The Research Data Archive (RDA) is a key part of the NCAR strategic priority to create an Earth System Knowledge Environment because it provides an information resource through a large collection of data sets that supports scientific studies in climate, weather, Earth Systems modeling, and increasingly other related geosciences. The RDA activities can be viewed from two different perspectives, user data services and archive content development. Over 5,000 unique users were provided 95 TB of data through three primary access pathways: the NCAR MSS, public servers on the web, and one-time special requests prepared for individuals (Figures 1a-b). The largest user group is associated with the web access pathway, and the largest amount of data is transferred via the MSS access pathway. A simple measure of content development is archive growth. The RDA is 74 TB with 6.0 TB (9%) added during FY 2006 (Figure 1c). Global and regional atmospheric reanalyses and operational analyses are the largest contributors to this growth. The most demanded datasets from the RDA are provided to users through publicly available web servers. In FY 2006, the data available from the web servers has grown 60% and is now 12.1 TB (Figure 1d).
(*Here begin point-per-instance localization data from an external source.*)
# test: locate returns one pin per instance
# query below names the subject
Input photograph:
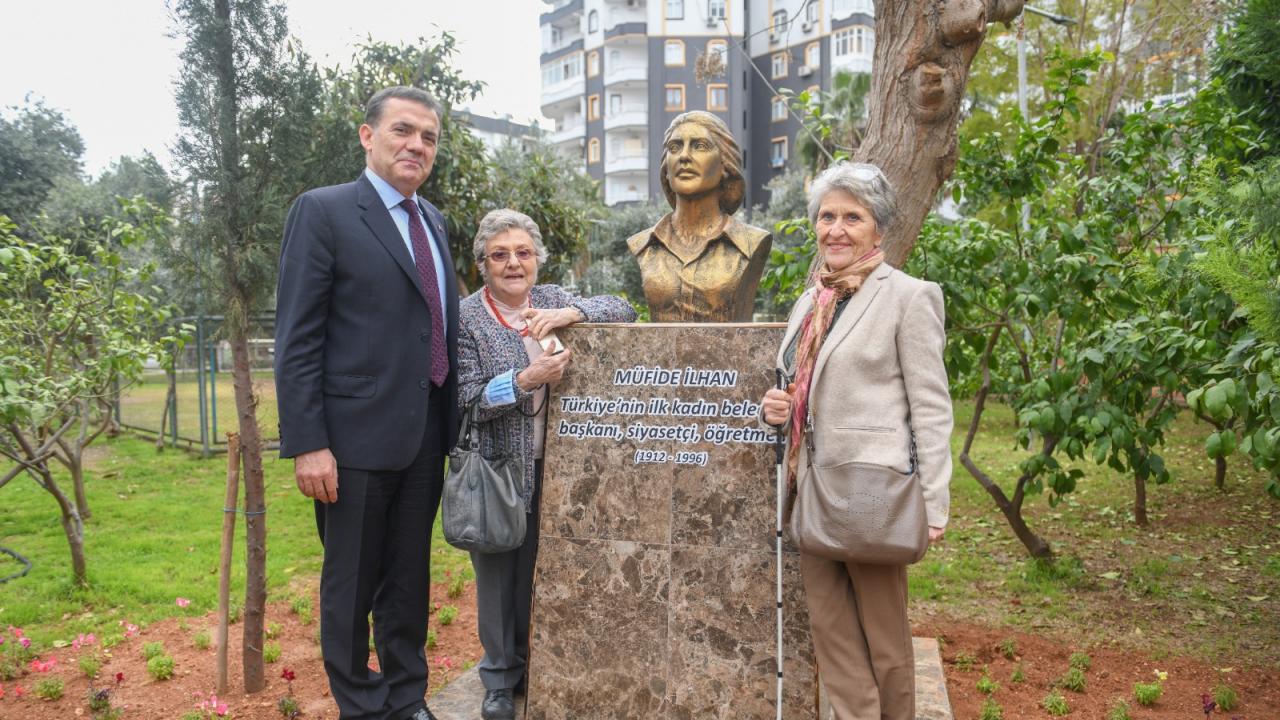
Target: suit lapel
(858, 306)
(379, 222)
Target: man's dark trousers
(376, 555)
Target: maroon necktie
(430, 285)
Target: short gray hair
(498, 222)
(865, 182)
(375, 105)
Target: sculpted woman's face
(694, 163)
(846, 229)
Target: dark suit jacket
(353, 332)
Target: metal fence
(188, 400)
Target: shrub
(49, 688)
(160, 668)
(1073, 680)
(1147, 693)
(90, 666)
(100, 705)
(1226, 697)
(1119, 711)
(456, 587)
(986, 686)
(447, 615)
(1055, 703)
(1009, 648)
(1080, 660)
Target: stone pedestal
(654, 591)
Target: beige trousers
(863, 638)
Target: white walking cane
(778, 447)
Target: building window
(778, 153)
(813, 55)
(718, 48)
(844, 8)
(673, 53)
(675, 98)
(562, 69)
(780, 64)
(717, 98)
(778, 109)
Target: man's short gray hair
(498, 222)
(375, 105)
(868, 186)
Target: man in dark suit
(366, 383)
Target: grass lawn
(1202, 580)
(142, 404)
(155, 537)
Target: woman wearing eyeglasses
(507, 356)
(864, 345)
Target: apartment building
(616, 72)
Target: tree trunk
(923, 53)
(1011, 509)
(1139, 500)
(255, 518)
(72, 525)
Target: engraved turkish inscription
(654, 589)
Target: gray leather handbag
(483, 506)
(859, 513)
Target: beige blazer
(878, 377)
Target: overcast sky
(109, 67)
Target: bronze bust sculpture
(699, 264)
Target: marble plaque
(654, 589)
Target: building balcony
(635, 72)
(851, 63)
(629, 117)
(627, 163)
(568, 133)
(561, 92)
(561, 14)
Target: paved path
(461, 698)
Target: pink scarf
(830, 288)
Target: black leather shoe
(498, 705)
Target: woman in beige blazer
(864, 345)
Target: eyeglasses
(501, 256)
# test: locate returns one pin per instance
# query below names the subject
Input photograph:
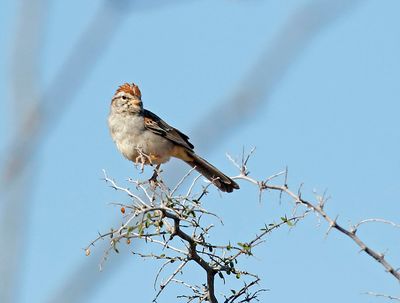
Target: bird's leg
(155, 174)
(141, 158)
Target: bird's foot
(153, 180)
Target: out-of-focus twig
(374, 294)
(42, 109)
(254, 90)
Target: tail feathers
(220, 180)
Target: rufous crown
(132, 89)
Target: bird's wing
(155, 124)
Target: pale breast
(131, 137)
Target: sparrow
(144, 138)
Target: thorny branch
(175, 223)
(318, 208)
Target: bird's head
(127, 98)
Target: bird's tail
(220, 180)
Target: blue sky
(332, 118)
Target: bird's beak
(137, 102)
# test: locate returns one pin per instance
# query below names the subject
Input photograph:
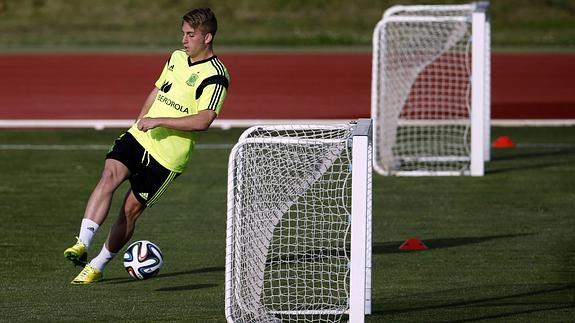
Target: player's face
(195, 42)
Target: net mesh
(423, 91)
(291, 229)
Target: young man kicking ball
(187, 97)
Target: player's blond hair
(202, 18)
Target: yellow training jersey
(185, 88)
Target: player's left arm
(197, 122)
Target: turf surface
(501, 247)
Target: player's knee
(132, 209)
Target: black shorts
(148, 178)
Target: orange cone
(503, 142)
(413, 244)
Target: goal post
(298, 237)
(430, 90)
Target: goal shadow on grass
(529, 160)
(441, 243)
(482, 302)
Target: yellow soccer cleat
(88, 275)
(77, 253)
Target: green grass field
(502, 247)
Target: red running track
(263, 86)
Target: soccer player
(187, 97)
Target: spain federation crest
(192, 80)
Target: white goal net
(430, 84)
(289, 227)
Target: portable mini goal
(430, 90)
(298, 245)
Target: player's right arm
(148, 103)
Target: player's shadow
(185, 287)
(393, 246)
(166, 275)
As a whole, the RDA is constantly changing. Curation extends and adds to existing datasets, while stewardship improves the documentation, creates systematic organization, applies data quality assurance and verification, and develops access for users. Many routine tasks and background infrastructure developments are necessary to maintain the RDA. The major new activities for FY 2007 include:

  • Initiate operational data collection, archiving, and user access through the Community Data Portal for TIGGE (THORPEX [The Observing System Research and Predictability Experiment] Interactive Grand Global Ensemble).

  • To continue supporting user access to atmospheric reanalysis datasets, add the Japanese 25-Year Reanalysis (JRA-25) to the RDA. Action is pending approval from the Japanese Meteorological Agency.

  • Add a global ocean reanalysis and continuing operational analysis.

  • Continue to aggressively expand the amount of data available through the web servers (both the advanced Community Data Portal and the traditional server). This includes longer time series of routine collected operational models and observed data, and new datasets relevant to large user groups.

The RDA maintenance and development within CISL is supported entirely by NSF Core funding.